Tra queste, quella di un luogo ove sgorgasse, proprio come da una bocca del terreno, una sorgente. Qui, per la verità, ne sgorgavano almeno due: una all’inizio e una a metà della breve ripa. Quella ai piedi della via riforniva la fontana del Lantro, attiva perlomeno dal primo quarto del X secolo e, quindi, antichissima: l’altra, sulla destra di chi salga, scorreva liberamente verso Valverde, formando un fiumicello che, presumibilmente, si gettava nel Morla, prima di essere trasformata a sua volta in fontanella. Dunque, via Boccola deve il suo nome alle “buccolae”, ovvero alle sorgenti, che la felicitavano di chiare, fresche e, presumiamo, dolci acque.

Va detto che tutte e quattro le sorgenti principali dell’antica Bergamo, quella della Boccola, quella del Lantro, quella, di cui si è già scritto, del Vagine e quella del Corno, in via Fara, sono rivolte a nord: un caso fortunato, nelle circostanze di un assedio cittadino, giacchè la minaccia, per i Bergamaschi, proveniva quasi sempre dalla direzione opposta.

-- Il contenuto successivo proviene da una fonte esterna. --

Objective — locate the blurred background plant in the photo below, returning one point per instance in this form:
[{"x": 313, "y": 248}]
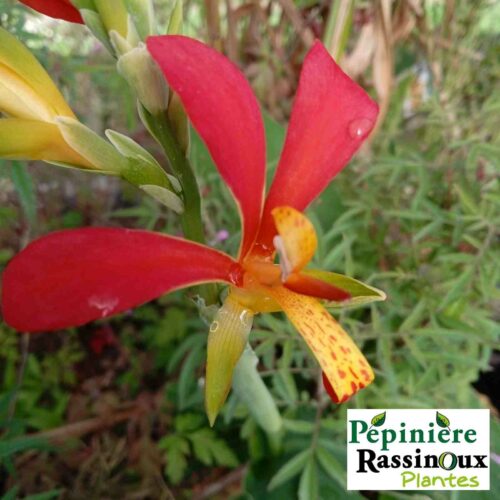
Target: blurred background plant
[{"x": 114, "y": 409}]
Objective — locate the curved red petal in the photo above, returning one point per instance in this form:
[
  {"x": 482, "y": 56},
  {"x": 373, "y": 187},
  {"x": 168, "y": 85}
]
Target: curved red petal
[
  {"x": 59, "y": 9},
  {"x": 225, "y": 112},
  {"x": 71, "y": 277},
  {"x": 308, "y": 285},
  {"x": 331, "y": 117}
]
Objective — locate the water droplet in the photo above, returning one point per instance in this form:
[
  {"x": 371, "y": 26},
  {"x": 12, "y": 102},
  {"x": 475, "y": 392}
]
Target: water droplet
[
  {"x": 360, "y": 128},
  {"x": 103, "y": 303},
  {"x": 246, "y": 317},
  {"x": 236, "y": 275}
]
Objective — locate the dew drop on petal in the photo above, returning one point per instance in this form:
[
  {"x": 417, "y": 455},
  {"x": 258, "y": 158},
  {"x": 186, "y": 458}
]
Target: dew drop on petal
[
  {"x": 359, "y": 128},
  {"x": 246, "y": 318},
  {"x": 236, "y": 275}
]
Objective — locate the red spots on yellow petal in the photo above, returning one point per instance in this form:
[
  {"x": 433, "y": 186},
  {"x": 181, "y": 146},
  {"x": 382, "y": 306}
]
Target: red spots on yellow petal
[
  {"x": 297, "y": 234},
  {"x": 342, "y": 363}
]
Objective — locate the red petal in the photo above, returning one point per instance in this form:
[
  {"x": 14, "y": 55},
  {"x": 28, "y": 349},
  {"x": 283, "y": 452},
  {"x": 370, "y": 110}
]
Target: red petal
[
  {"x": 331, "y": 392},
  {"x": 69, "y": 278},
  {"x": 59, "y": 9},
  {"x": 224, "y": 111},
  {"x": 331, "y": 117},
  {"x": 307, "y": 285}
]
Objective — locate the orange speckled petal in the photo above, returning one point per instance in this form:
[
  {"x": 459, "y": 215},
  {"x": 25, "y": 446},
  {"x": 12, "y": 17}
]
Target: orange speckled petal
[
  {"x": 298, "y": 237},
  {"x": 342, "y": 362}
]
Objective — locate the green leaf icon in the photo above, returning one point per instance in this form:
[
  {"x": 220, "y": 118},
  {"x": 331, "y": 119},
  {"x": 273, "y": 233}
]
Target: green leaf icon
[
  {"x": 441, "y": 420},
  {"x": 378, "y": 420}
]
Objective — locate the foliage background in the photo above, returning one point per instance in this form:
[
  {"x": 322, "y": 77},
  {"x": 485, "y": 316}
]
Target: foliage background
[{"x": 114, "y": 409}]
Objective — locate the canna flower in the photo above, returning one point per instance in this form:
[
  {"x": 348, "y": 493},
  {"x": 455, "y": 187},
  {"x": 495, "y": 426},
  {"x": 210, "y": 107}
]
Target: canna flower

Comunque sia, se vi dovesse capitare di fare la solita passeggiatina fino a Colle Aperto, per una volta, non intasate le Mura: salite dalla Boccola, che è luogo amenissimo e la cui ascesa gioverà al vostro spirito e alla vostra salute. Se, poi, arriverete da Sant’Agostino, passerete anche accanto a tutte e quattro le antiche fontane di Città Alta: ne vale la pena. Alla prossima.